Thierry Pilenko "Le gaz a changé de statut dans l'équilibre énergétique du monde"

Thierry Pilenko, PDG de Technip. Pour le président de l'un des plus importants groupes mondiaux d'ingénierie, les évolutions technologiques en cours, notamment les usines flottantes de gaz liquéfié, sont en train de transformer le rôle du gaz dans l'approvisionnement énergétique de la planète.
Thierry Pilenko, president directeur general de Technip

La Tribune - Les métiers qu'exerce Technip lui confèrent une vision de choix sur les évolutions du secteur énergétique. Quelles sont les tendances que vous observez actuellement ?
Thierry Pilenko -
En effet, nous constituons une assez bonne vigie pour observer ce qui se passe dans l'énergie, puisque nous travaillons aussi bien avec des compagnies nationales que des grandes majors internationales. Il faut d'abord constater que la demande énergétique mondiale continue de croître. Mais les challenges à relever sont de plus en plus complexes. Les nouvelles réserves, mises au jour ces dernières années, se situent dans des lieux difficiles d'accès, comme l'arctique ou les eaux très profondes. Il faut noter que depuis le milieu des années 2000, l'exploration a repris. À partir de 2004-2005, on s'est réveillé parce qu'il fallait absolument reconstituer les réserves mondiales, et donc relancer les investissements dans la découverte de nouveaux gisements. Les résultats ont été au rendez-vous. Entre 2007 et 2010, pour chaque baril produit, on a mis au jour 1,6 baril de nouvelles réserves. C'est une tendance nouvelle. Cela est dû en partie au fait que des petites sociétés sont arrivées avec des approches différentes, qu'il s'agisse de nouveaux territoires ou de nouvelles techniques. C'est ainsi que l'on a eu l'idée de forer sous d'épaisses couches de sel, comme au Brésil, où l'on a mis au jour des réserves de plusieurs dizaines de milliards de barils. C'est aussi le cas au Ghana, où l'on a foré dans une zone que l'on pensait non pertinente et identifié un champ très important, ou encore au Mozambique, où l'on a découvert d'importants gisements de gaz, sans parler de la Méditerranée de l'est.

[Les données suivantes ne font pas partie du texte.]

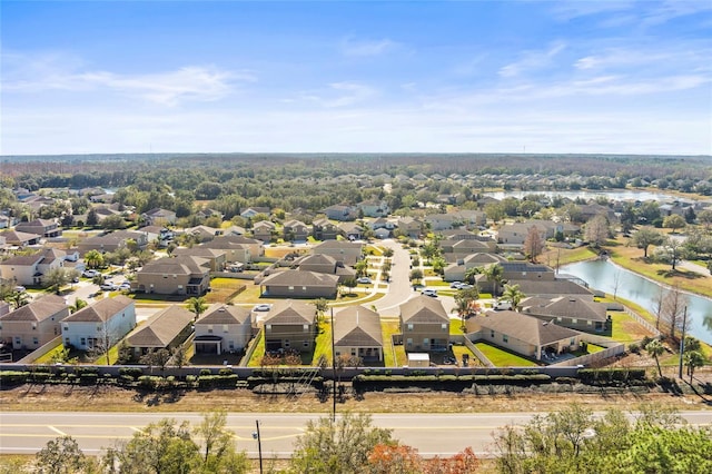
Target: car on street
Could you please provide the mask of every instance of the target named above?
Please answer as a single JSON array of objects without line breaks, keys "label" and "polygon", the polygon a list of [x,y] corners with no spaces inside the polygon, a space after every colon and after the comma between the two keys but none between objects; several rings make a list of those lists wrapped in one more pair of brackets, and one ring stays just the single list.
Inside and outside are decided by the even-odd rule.
[{"label": "car on street", "polygon": [[255,312],[268,312],[270,309],[271,309],[271,305],[267,305],[267,304],[255,305],[255,307],[253,308],[253,310]]},{"label": "car on street", "polygon": [[500,299],[498,302],[494,303],[494,306],[492,308],[494,310],[512,309],[512,302]]}]

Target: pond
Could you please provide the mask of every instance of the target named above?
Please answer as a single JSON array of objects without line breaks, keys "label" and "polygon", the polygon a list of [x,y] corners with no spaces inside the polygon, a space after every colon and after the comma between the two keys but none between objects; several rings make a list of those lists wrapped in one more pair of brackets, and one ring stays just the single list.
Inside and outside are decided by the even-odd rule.
[{"label": "pond", "polygon": [[[654,313],[653,300],[660,285],[641,277],[632,271],[613,265],[609,260],[590,260],[564,265],[560,273],[573,275],[586,282],[591,288],[613,294],[617,277],[617,296],[636,303]],[[691,318],[689,334],[708,344],[712,344],[712,330],[704,324],[705,318],[712,319],[712,299],[698,295],[686,295],[688,318]]]}]

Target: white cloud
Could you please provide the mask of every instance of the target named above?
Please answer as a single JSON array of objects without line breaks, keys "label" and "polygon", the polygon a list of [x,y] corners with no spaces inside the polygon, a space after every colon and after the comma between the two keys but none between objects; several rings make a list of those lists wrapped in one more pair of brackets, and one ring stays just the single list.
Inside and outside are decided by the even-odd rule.
[{"label": "white cloud", "polygon": [[201,66],[156,73],[121,75],[88,70],[79,60],[67,65],[62,58],[62,55],[36,58],[11,56],[10,68],[3,73],[3,89],[33,93],[52,90],[112,91],[155,103],[176,106],[184,101],[217,100],[234,91],[236,82],[257,80],[250,73]]},{"label": "white cloud", "polygon": [[512,62],[500,69],[500,76],[511,78],[523,72],[542,69],[551,65],[556,55],[563,51],[566,46],[562,42],[552,45],[545,51],[525,51],[518,61]]},{"label": "white cloud", "polygon": [[357,82],[333,82],[329,90],[317,93],[303,93],[301,98],[326,108],[354,106],[377,95],[377,90]]},{"label": "white cloud", "polygon": [[355,40],[347,38],[342,43],[342,51],[345,56],[372,57],[393,52],[399,47],[395,41],[387,38],[379,40]]}]

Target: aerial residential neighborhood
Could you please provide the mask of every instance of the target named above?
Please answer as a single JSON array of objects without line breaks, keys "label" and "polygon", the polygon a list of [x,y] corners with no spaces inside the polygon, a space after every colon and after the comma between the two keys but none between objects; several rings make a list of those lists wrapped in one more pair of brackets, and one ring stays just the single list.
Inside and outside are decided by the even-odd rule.
[{"label": "aerial residential neighborhood", "polygon": [[712,473],[712,8],[18,1],[0,474]]}]

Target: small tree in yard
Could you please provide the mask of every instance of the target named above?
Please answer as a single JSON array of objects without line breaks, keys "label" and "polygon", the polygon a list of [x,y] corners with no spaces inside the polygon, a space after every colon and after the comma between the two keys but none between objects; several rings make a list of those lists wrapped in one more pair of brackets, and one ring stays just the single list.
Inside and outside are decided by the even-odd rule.
[{"label": "small tree in yard", "polygon": [[645,346],[645,350],[655,359],[655,364],[657,365],[657,375],[663,376],[663,371],[660,368],[660,359],[659,357],[663,355],[665,352],[665,347],[660,342],[660,339],[653,339]]}]

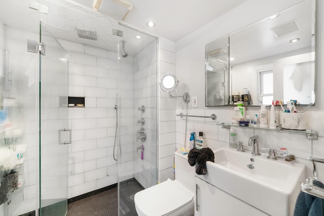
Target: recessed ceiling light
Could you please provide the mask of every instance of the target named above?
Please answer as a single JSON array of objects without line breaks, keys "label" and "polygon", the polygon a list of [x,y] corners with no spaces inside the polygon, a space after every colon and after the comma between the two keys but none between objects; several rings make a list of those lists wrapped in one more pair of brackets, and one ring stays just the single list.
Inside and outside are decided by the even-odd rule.
[{"label": "recessed ceiling light", "polygon": [[148,27],[154,27],[155,26],[155,23],[153,21],[148,21],[146,23],[146,25]]},{"label": "recessed ceiling light", "polygon": [[299,40],[299,38],[295,38],[289,40],[289,42],[290,42],[291,43],[294,43],[295,42],[297,42],[298,40]]},{"label": "recessed ceiling light", "polygon": [[271,16],[270,16],[270,17],[269,17],[269,20],[272,20],[273,19],[275,19],[277,17],[278,17],[279,16],[279,15],[280,15],[280,14],[274,14]]}]

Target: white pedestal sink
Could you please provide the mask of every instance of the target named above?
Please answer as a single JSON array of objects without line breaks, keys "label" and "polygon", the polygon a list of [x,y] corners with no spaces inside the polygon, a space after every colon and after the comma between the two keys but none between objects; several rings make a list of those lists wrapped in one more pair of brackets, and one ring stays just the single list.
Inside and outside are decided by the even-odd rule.
[{"label": "white pedestal sink", "polygon": [[[226,147],[214,153],[215,163],[207,163],[207,175],[196,177],[266,214],[293,215],[306,178],[304,164]],[[251,163],[253,169],[248,167]]]}]

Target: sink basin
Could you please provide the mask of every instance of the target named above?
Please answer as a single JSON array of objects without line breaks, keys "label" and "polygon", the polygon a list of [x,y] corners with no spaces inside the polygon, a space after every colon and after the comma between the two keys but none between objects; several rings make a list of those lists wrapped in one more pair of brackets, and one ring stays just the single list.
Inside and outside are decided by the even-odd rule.
[{"label": "sink basin", "polygon": [[[267,214],[293,215],[300,184],[306,178],[304,164],[228,147],[214,154],[215,163],[207,163],[207,175],[198,177]],[[250,164],[253,169],[248,167]]]}]

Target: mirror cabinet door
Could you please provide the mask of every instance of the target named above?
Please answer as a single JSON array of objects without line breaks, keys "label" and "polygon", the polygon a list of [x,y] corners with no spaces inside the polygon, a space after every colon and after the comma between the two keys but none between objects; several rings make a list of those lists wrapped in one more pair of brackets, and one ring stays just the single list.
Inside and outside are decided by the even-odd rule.
[{"label": "mirror cabinet door", "polygon": [[205,46],[206,106],[228,105],[228,42],[227,36]]},{"label": "mirror cabinet door", "polygon": [[[229,42],[226,36],[207,45],[206,106],[235,105],[237,101],[245,106],[266,105],[272,100],[314,103],[315,2],[303,1],[275,14],[275,18],[267,17],[233,32]],[[212,55],[225,51],[230,54],[229,65],[218,63]],[[211,69],[216,62],[217,70]],[[226,88],[222,94],[223,84],[216,75],[221,69],[229,75],[223,84],[229,86],[228,103],[221,101],[223,95],[227,97]]]}]

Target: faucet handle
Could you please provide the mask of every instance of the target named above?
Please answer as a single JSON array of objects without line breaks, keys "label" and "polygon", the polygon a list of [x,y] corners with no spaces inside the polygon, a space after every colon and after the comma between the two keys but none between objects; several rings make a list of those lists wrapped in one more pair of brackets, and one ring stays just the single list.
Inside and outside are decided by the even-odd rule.
[{"label": "faucet handle", "polygon": [[243,149],[243,142],[239,142],[237,140],[235,141],[235,142],[238,143],[238,146],[237,146],[237,151],[241,152],[244,152],[245,151]]},{"label": "faucet handle", "polygon": [[269,155],[267,157],[267,158],[273,160],[277,160],[277,157],[275,156],[275,148],[272,147],[269,148]]}]

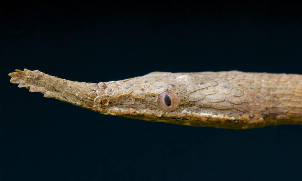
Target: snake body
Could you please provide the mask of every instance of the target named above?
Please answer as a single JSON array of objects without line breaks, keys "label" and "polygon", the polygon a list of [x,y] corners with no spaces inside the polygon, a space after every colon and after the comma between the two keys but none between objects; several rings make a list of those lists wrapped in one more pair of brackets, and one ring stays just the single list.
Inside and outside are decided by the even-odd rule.
[{"label": "snake body", "polygon": [[97,84],[27,69],[9,75],[19,87],[104,114],[231,129],[302,124],[302,75],[155,72]]}]

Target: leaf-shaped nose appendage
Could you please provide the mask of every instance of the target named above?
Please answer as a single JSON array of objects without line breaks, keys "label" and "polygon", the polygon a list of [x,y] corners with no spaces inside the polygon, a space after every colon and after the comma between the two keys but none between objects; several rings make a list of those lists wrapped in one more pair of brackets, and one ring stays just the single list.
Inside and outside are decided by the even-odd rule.
[{"label": "leaf-shaped nose appendage", "polygon": [[116,99],[111,95],[103,94],[95,97],[95,104],[100,108],[108,108],[114,106],[117,103]]},{"label": "leaf-shaped nose appendage", "polygon": [[171,111],[177,108],[179,100],[177,94],[172,91],[165,91],[158,97],[157,103],[158,107],[165,111]]}]

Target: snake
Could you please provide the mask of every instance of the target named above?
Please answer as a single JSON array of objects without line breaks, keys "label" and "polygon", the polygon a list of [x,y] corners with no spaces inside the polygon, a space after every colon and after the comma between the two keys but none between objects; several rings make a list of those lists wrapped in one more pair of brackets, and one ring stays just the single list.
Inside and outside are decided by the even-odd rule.
[{"label": "snake", "polygon": [[302,124],[301,75],[154,72],[98,83],[26,69],[8,75],[19,87],[103,114],[237,129]]}]

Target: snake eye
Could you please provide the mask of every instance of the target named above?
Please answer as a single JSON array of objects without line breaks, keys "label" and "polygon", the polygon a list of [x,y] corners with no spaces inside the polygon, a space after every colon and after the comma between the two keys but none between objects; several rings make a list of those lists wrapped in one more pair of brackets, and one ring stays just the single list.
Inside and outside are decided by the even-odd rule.
[{"label": "snake eye", "polygon": [[178,96],[173,91],[165,91],[158,97],[157,103],[160,109],[165,111],[171,111],[178,107]]}]

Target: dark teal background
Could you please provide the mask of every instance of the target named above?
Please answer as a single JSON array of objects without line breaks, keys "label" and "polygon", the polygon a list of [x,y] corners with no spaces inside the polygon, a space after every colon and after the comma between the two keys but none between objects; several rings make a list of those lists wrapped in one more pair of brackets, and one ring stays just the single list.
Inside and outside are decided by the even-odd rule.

Les gaz de schistes font aussi partie de ces nouveaux concepts dont vous parlez ?
Bien sûr. L'idée nouvelle a consisté à regarder ces schistes à la fois comme une roche mère mais aussi comme un réservoir d'hydrocarbures. À l'origine, ce sont de petites sociétés qui ont montré qu'en forant des puits horizontaux et en utilisant la technique du fracking, on pouvait générer une production notable. Cette nouvelle approche est en train d'avoir un impact très important aux Etats-Unis. Comme vous le savez, ce pays dispose aujourd'hui de gaz en excès, et pense soit à l'exporter, soit à le transformer en produits dérivés du pétrole à travers la chaîne de la pétrochimie. Le prix du gaz aux Etats-Unis a été diminué par cinq en cinq ans, passant de quelque 10 dollars le million de BTU à environ 2 dollars aujourd'hui, contre 9 à 10 dollars en Europe et 18 dollars en Asie. C'est un choc considérable, notamment dans le secteur de la pétrochimie, dont nous allons assister à la renaissance aux Etats-Unis. Mais ce n'est pas tout : la molécule de gaz, on peut soit la transformer pour fabriquer de l'éthylène ou du polyéthylène, soit l'utiliser pour fabriquer de l'essence, dans le processus dit GTl, pour gas to liquid. Par un processus chimique bien maîtrisé aujourd'hui, on passe ainsi d'une molécule simple de gaz à une molécule complexe de carburant, directement utilisable dans les moteurs à explosion. le seul problème est que ce processus est très gourmand en énergie : pour produire un baril de cette essence, il faut utiliser un demi-baril dans le processus de transformation.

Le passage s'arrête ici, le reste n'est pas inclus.